Gut feeling is that it will be a speed sensor on one of the wheels, instead of the switch, only because there are no problems with brake lights or the transmission shifting out of park, etc -- and I would be tempted to believe that the same switch signal would be used to regulate such things. However, considering the relative moderate price on the switch I will start there.
Last edited by MW_ATL; Feb 26, 2011 at 09:40 PM.

Good luck!
The new switch:

First we have to remove the encapsulation panels under the dash. Pretty straight forward, with just 3 T20 screws along the front.

The only hard parts are removing the cable for the hood release and removing the ODBC connector. The cable for the hood release you just have to work free. The ODBC connector has two T15 screws under the cover, then you have to remove the connector from the part that screws to the panel. I did not take a picture, but there is a sliding clip on the back, you press in on the sides and slide it over and the connector comes right off.
The only other thing you have to disconnect is a CANBus connector that is mounted to the panel, then you can pull it right out.

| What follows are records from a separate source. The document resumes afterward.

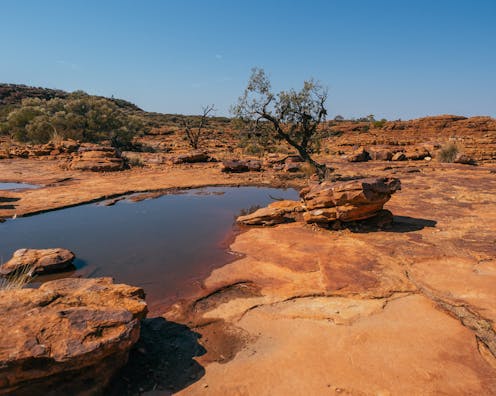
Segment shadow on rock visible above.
[336,210,437,233]
[105,317,206,396]
[0,197,20,209]
[386,216,437,232]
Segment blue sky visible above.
[0,0,496,119]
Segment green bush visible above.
[438,143,460,162]
[0,91,145,148]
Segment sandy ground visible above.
[0,160,496,395]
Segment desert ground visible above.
[0,116,496,395]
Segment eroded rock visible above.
[222,160,262,173]
[0,248,75,276]
[348,147,370,162]
[0,278,147,395]
[69,146,125,172]
[300,178,401,223]
[172,151,211,164]
[237,200,303,226]
[453,153,477,165]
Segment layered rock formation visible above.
[237,200,303,226]
[0,248,75,276]
[69,145,125,172]
[172,151,211,164]
[237,178,401,225]
[0,278,147,396]
[300,178,401,223]
[222,160,262,173]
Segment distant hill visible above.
[0,83,143,112]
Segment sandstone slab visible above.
[300,178,401,223]
[0,248,75,276]
[0,278,147,396]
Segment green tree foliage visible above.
[0,91,144,148]
[231,68,327,177]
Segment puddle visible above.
[0,187,298,314]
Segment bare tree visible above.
[181,105,215,150]
[231,68,327,178]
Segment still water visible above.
[0,187,298,313]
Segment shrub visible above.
[0,265,34,290]
[243,143,265,157]
[438,143,460,162]
[1,92,144,148]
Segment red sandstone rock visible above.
[0,278,147,395]
[348,147,370,162]
[172,151,210,164]
[69,146,124,172]
[222,160,262,173]
[453,153,477,165]
[0,248,75,276]
[302,178,401,223]
[237,200,303,226]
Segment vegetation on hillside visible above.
[0,86,146,148]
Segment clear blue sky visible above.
[0,0,496,119]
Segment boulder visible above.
[0,248,75,276]
[453,153,477,165]
[172,151,210,164]
[0,278,147,396]
[367,148,393,161]
[284,162,301,173]
[405,147,431,161]
[236,200,303,226]
[222,160,262,173]
[300,178,401,223]
[348,147,370,162]
[69,146,125,172]
[391,151,406,161]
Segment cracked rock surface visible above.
[0,278,147,395]
[164,164,496,395]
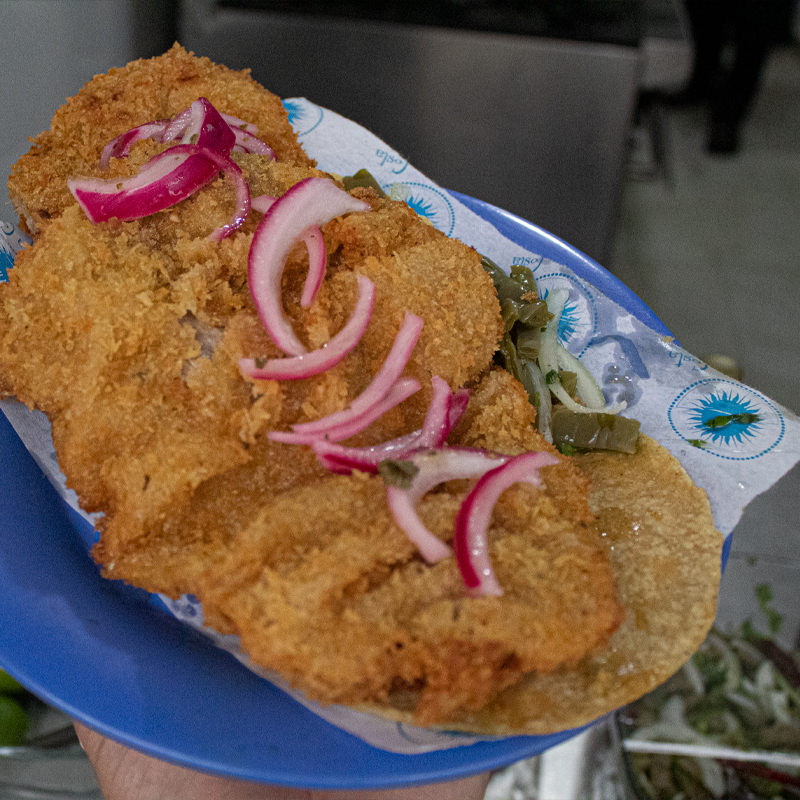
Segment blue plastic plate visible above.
[0,195,680,789]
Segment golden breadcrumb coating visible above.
[0,45,717,733]
[8,44,314,235]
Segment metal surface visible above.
[180,0,639,263]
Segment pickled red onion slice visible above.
[267,378,419,444]
[220,112,258,133]
[239,275,375,381]
[386,447,508,566]
[248,178,370,360]
[312,375,469,475]
[230,126,275,161]
[100,97,268,170]
[292,313,424,433]
[67,144,250,241]
[100,119,169,170]
[453,452,558,596]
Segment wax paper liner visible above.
[0,98,800,753]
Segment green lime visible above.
[0,669,25,693]
[0,695,28,747]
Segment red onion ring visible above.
[453,452,558,596]
[239,275,375,381]
[100,119,169,171]
[100,97,268,170]
[220,112,258,133]
[312,375,469,475]
[248,178,370,360]
[386,447,508,564]
[250,194,328,308]
[67,144,250,241]
[292,313,424,441]
[267,378,419,444]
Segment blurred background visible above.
[0,0,800,792]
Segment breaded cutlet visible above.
[8,44,315,235]
[0,46,622,724]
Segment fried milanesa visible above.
[0,46,718,733]
[198,372,622,724]
[8,44,314,234]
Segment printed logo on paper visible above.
[667,378,786,461]
[382,181,456,236]
[283,100,325,136]
[534,272,597,357]
[0,222,31,283]
[375,147,408,175]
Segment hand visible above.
[75,722,490,800]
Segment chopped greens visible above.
[342,169,388,198]
[618,584,800,800]
[481,256,639,455]
[378,458,419,489]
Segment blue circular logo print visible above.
[283,100,325,136]
[667,378,786,461]
[534,272,597,356]
[382,181,456,236]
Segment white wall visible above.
[0,0,134,203]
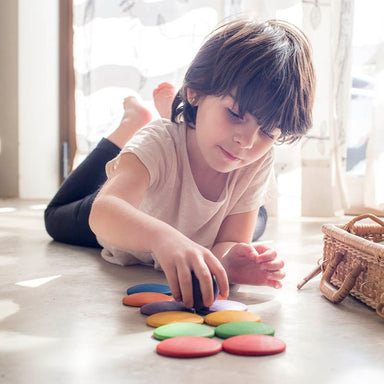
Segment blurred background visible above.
[0,0,384,217]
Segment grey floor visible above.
[0,200,384,384]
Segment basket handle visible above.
[320,252,364,305]
[344,213,384,232]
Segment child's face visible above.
[196,95,281,173]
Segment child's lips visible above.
[219,146,240,161]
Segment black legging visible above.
[44,139,120,248]
[44,139,267,248]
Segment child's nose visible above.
[233,128,256,149]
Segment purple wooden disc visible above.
[209,300,248,312]
[140,301,192,316]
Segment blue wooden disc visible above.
[127,283,172,296]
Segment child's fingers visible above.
[163,269,182,301]
[266,270,285,280]
[177,267,193,308]
[206,257,229,297]
[266,280,283,289]
[253,244,276,254]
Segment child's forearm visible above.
[89,196,176,252]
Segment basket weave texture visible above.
[322,214,384,314]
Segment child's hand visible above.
[222,243,285,288]
[153,234,229,308]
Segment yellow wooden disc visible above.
[147,311,204,328]
[204,310,261,327]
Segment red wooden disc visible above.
[123,292,174,307]
[223,334,286,356]
[156,336,221,357]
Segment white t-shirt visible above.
[98,119,276,268]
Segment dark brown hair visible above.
[172,19,316,142]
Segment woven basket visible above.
[298,214,384,318]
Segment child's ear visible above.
[187,88,199,107]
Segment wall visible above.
[0,0,19,197]
[0,0,59,199]
[18,0,59,199]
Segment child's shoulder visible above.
[133,119,183,139]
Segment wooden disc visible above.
[123,292,174,307]
[156,336,221,358]
[127,283,172,296]
[204,310,261,326]
[215,321,275,339]
[147,311,204,328]
[153,323,215,340]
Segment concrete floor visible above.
[0,200,384,384]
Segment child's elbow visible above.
[88,198,101,236]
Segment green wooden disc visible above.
[153,323,215,340]
[215,321,275,339]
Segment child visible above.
[45,20,315,307]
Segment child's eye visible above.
[260,129,275,140]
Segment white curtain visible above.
[73,0,364,216]
[356,0,384,211]
[73,0,301,155]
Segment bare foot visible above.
[153,83,176,119]
[108,96,152,148]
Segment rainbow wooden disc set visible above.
[123,284,286,358]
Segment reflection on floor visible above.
[0,200,384,384]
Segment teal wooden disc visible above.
[153,323,215,340]
[215,321,275,339]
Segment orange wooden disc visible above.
[147,311,204,328]
[123,292,174,307]
[204,310,261,326]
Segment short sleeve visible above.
[229,150,277,215]
[115,120,175,189]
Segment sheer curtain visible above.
[73,0,366,216]
[73,0,301,159]
[347,0,384,215]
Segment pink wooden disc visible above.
[223,334,286,356]
[156,336,221,357]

the rectangular hole is where the CANBus connector and mounting plate go. It pops loose from the panel, but then you have to pry the connector up in the middle and slide it over to take it off of the part that attaches in the rectangular hole. if you don't take it off, you can't get everything back through that hole. You can see it better here:

The connector with all the CANBus wires (at least I'm pretty sure that is what they are (brown with red stripes and some others) sits on top of this piece and hangs out over the panel.
It got too tight to take pictures, but simply reach up the cover over the brake pedal, on the side closest to the driver and you will find the switch. You do not need to remove the cover over the brake pedal, which just has two clips and the switch holding it in place. (If you try to take the clips out, it just stays and then falls on your face when you get the switch out!!)
The switch itself is a puzzle. There is a small tab (you can see better on the picture below) -- you push this tab in, then rotate the switch 45 degrees, so that tab goes toward the drivers door and up. If twist it up and back you can feel when it locks in place.
Push the tab, twist the switch up and then *pull* and it will pop out. There is an indentation on the shaft that seems to have to be pulled loose from what ever it clips into. Then unplug the wire connector and slide the new switch in place, twist to lock in place. Everything else goes back the reverse of removal.
When I cranked the car, no horrible BAS warning light. At least for those with build dates before 07/31/01, an easy fix.
Here is a picture of the offending part. you can tell that the shaft seemed to be pushed in deeper than the replacement switch above (I wish I had taken a picture side by side!) It still clicked, but it was obvious that it had failed internally somehow.

Thanks to everyone for all their help!
Brake light switch is a well-known defect on W163.
Also these 2 threads also indicated cruise control won't work if brake light switch is the issue
https://mbworld.org/forums/c32-amg-c...yesterday.html
http://forums.mercedesclub.org.uk/sh...ad.php?t=46128
I just took my car out for a spin and for sure I could not engage cruise control.
So I'm somewhat confident that replacing the brake light switch should solve my problem. I'm ordering the part today and will update my progress, hopefully with additional pictures.
Last edited by rave00fever; Aug 21, 2011 at 07:06 PM.
Its interesting Rave00fever you mention the cruse control years ago I had an issue with cruse working great on a long trip then i would disengage it with brakes due to traffic and sometimes would not be able to reengage wonder if that could have been the switch.